No sé si hice alguna foto, que de todas formas no iba a enseñaros, pero se ven con más frecuencia parejas de mujer turista con buen mozo habanero que a hombre turista con buena moza habanera. Lo digo, porque en estos momentos en que esto escribo, sentado en el lobby del Hotel Ambos Mundos, hay una pareja a mi lado de mujer rubia, atractiva y joven acompañada de un muchacho mulato, quizá algo más joven, que parece encontrarse algo perdido. En un momento, el muchacho le hace una seña al camarero para que le traiga la cuenta, se pone de pie y extrae del bolsillo trasero de su pantalón vaquero roto a la moda, un monedero que no llega a abrir, porque la mujer, que ya alcanzó la barra, dándose la vuelta y mirando al joven le sonríe cariñosamente y le niega con la cabeza que vaya a pagar él. Les pierdo, pero al rato les veo a través de la ventana abierta pasar por la acera. Él, a pesar del calor, la lleva cogida por los hombros y se les ve felices.

En el Hotel Ambos Mundos se hospedaba Hemingway cuando venía a La Habana hasta que se compró su casa. Está en el corazón de La Habana Vieja a un tiro de piedra de la Plaza de Armas, centro histórico del poder en Cuba, y del puerto desde donde zarpaba en sus habituales jornadas de pesca. Dicen que aquí escribió El Viejo y el mar. Ahora se le recuerda con un mural de fotos en el que se le ve en el Hotel con otros personajes célebres.

Me gusta venir aquí, a este hotel, donde todavía me da la sensación que percibo los aires de entonces, de cuando los clientes eran viajeros, las maletas eran de cuero y los hombres llevaban sombrero y trajes amplios de colores casi blancos, con pantalones anchos con dobladillo y la raya muy marcada, y las mujeres resaltaban su cintura y llevaban tacones, eran todas rubias como la Monroe y se pintaban los labios de un rojo intenso.

El Ambos Mundos tan solo tiene siete mesas en el espacio de cafetería, unos tres tresillos y un piano repartidos por unos trescientos o cuatrocientos metros cuadrados de vestíbulo. No hay aire acondicionado, pero se está muy bien, tiene todas las puertas/ventanas abiertas a la calle y por el amplio recibidor polivalente corre el aire que cruza desde la calle Mercaderes hasta la de Obispo.

Hasta ahora había un anciano de pelo blanco y guayabera tocando el piano. Interpretaba esas canciones de siempre a las que soy incapaz de ponerles nombre. Pensé en acercarme a darle las gracias y dejarle disimuladamente un billete de cinco dólares. Pero desapareció sin enterarme.
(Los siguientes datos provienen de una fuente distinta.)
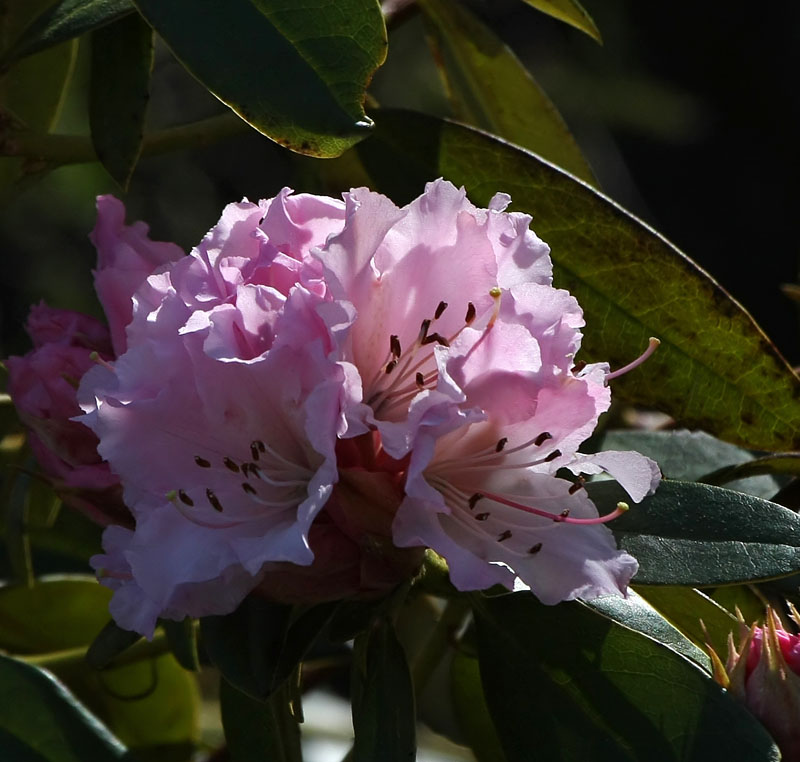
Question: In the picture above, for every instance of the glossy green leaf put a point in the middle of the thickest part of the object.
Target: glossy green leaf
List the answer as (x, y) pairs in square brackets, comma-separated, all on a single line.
[(690, 455), (690, 609), (703, 536), (384, 715), (715, 369), (299, 72), (635, 612), (569, 11), (491, 89), (62, 21), (563, 682), (471, 710), (256, 731), (122, 60), (41, 721)]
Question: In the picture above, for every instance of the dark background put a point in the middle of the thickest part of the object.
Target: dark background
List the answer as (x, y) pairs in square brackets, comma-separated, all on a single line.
[(689, 114)]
Nuestro Hombre en La Habana no se presentó a las dos y media y, ahora, una hora más tarde sigue sin hacerlo y sin dar señales de vida. Me gusta retrasar la comida, ya dije, para acortar la tarde; pero no suprimirla. Me voy. Camino de casa me detendré en cualquier lugar a comer algo. No siento como un desplante su retraso ni su silencio, tampoco ha llemado. Se habrá liado. Vivo ya en ese tiempo en que es difícil que algo me parezca mal.
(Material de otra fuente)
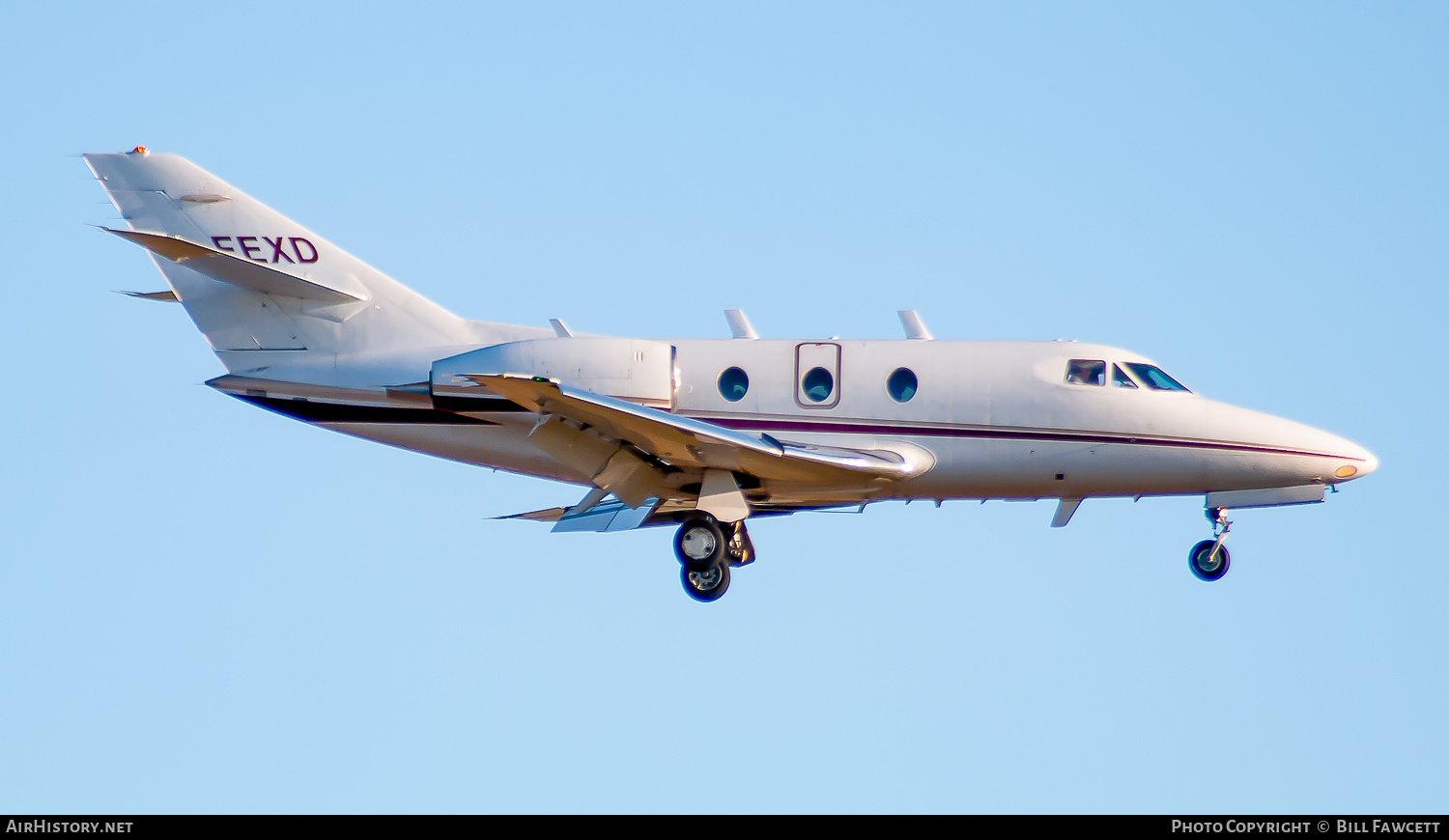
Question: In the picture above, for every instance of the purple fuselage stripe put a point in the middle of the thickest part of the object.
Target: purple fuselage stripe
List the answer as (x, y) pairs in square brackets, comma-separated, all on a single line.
[(997, 434)]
No estuve mucho en casa, pero cuando salgo ya es tarde. La noche acabó refrescando la calle que está llena de gente. Tenemos 24 grados. Pero así refresca en La Habana en el mes de octubre. Imagino que en el Malecón la brisa del mar habrá bajado la temperatura uno o dos grados; pero me da pereza ir hasta allá. En una hora o dos horas me volveré a casa, encenderé «el aire» y me quedaré dormido.